E per il lavoro? Probabilmente sono decine di migliaia i posti disponibili per giovani anche nel settore manifatturiero, ma per sbloccarli non basta qualche incentivo fiscale, occorrono solidi, credibili ammortizzatori e programmi di recupero per quei lavoratori che il salto tecnologico ha reso anzitempo “maturi”.
Bene gli 80 euro — e ora? (A proposito, grande scoperta che gli 80 euro non sono finiti nei supermercati. Sono finiti a pagare le maggiori tasse di ogni tipo, soprattutto a livello locale).
Un piccolo sospetto: perchè tutto il dibattito incentrato su Senato, Titolo V e via dicendo, invece che su queste questioncelle?
Forse si pensa (o si pensava) che su Senato, ecc., fosse più facile portare a casa la palma della vittoria… Berlusconi garante.
Perchè sulle vere riforme, alla cui logica dovrebbe accordarsi quella istituzionale, latitano non solo le decisioni,ma anche la discussione?
Questa domanda riguarda il cuore stesso della nostra Costituzione. Essa è progressiva poichè impegna esplicitamente a rimuovere tutti gli ostacoli che limitano di fatto la libertà e l’uguaglianza dei cittadini, uguaglianza di condizioni nell’usufruire dei servizi fondamentali e nell’accesso al lavoro (articoli 3 e 4).
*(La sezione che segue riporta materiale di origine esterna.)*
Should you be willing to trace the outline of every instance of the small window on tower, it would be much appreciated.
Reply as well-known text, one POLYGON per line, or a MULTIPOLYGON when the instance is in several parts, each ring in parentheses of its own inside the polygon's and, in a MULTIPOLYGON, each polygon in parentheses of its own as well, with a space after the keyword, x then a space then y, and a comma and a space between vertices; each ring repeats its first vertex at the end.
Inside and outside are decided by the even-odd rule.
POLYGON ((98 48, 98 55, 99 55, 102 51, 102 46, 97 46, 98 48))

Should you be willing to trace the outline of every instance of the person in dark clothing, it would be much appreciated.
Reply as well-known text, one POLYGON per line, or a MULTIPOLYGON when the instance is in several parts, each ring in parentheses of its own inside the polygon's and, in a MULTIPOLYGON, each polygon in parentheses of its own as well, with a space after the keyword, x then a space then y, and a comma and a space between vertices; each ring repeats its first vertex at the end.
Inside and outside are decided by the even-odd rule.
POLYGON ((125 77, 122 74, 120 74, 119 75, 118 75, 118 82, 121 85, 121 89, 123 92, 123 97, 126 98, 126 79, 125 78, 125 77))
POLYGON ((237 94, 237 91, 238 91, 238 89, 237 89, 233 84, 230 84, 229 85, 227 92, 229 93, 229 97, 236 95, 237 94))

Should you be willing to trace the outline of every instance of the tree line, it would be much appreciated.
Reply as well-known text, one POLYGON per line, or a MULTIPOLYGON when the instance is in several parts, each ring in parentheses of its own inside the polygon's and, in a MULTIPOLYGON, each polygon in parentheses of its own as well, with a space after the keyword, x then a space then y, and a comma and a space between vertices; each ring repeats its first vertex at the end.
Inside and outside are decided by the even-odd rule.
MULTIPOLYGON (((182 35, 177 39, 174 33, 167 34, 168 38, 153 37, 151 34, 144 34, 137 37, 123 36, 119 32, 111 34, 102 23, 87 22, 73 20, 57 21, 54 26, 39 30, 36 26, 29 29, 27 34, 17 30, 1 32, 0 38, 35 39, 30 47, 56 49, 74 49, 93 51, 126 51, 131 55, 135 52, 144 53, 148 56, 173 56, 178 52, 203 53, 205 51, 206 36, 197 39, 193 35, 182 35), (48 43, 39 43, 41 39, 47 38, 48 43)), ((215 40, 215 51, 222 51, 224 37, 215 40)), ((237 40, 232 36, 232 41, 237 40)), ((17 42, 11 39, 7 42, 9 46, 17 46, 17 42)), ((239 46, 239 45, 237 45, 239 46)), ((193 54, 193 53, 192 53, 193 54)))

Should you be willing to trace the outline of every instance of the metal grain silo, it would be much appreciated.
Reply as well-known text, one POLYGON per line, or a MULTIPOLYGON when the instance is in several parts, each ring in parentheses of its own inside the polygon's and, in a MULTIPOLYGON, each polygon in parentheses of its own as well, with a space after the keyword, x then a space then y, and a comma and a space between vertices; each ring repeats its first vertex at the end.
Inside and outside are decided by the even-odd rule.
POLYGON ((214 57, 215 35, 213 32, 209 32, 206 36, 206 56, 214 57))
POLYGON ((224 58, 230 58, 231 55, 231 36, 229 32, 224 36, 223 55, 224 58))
La Costituzione intende la partecipazione dei cittadini alla vita politica in questo senso: come battaglia per la realizzazione di queste condizioni di reale uguaglianza.
Ma chi avrebbe dovuto condurla? Nello spirito dei costituenti è del tutto evidente che avrebbero dovuto essere le forze politiche, i partiti in primis. Il venir meno della forza propulsiva della Carta coincide con il collasso del sistema dei partiti, con la loro impotenza a auto-riformarsi.
La Carta pensava che attraverso la discussione e elaborazione strategica al loro interno sarebbero emersi i programmi concreti di riforma volti a “rimuovere gli ostacoli” che impediscono “il pieno sviluppo della persona umana”.
Non certo da individualità carismatiche o da “grida” populistiche.
Se non comprendiamo questo spirito della Costituzione, possiamo modificare altre mille volte il Titolo V, senza che i disoccupati diminuiscano di una unità o un giovane laureato in più cessi di dover “pregare” per un lavoro( e cioè di essere precarius).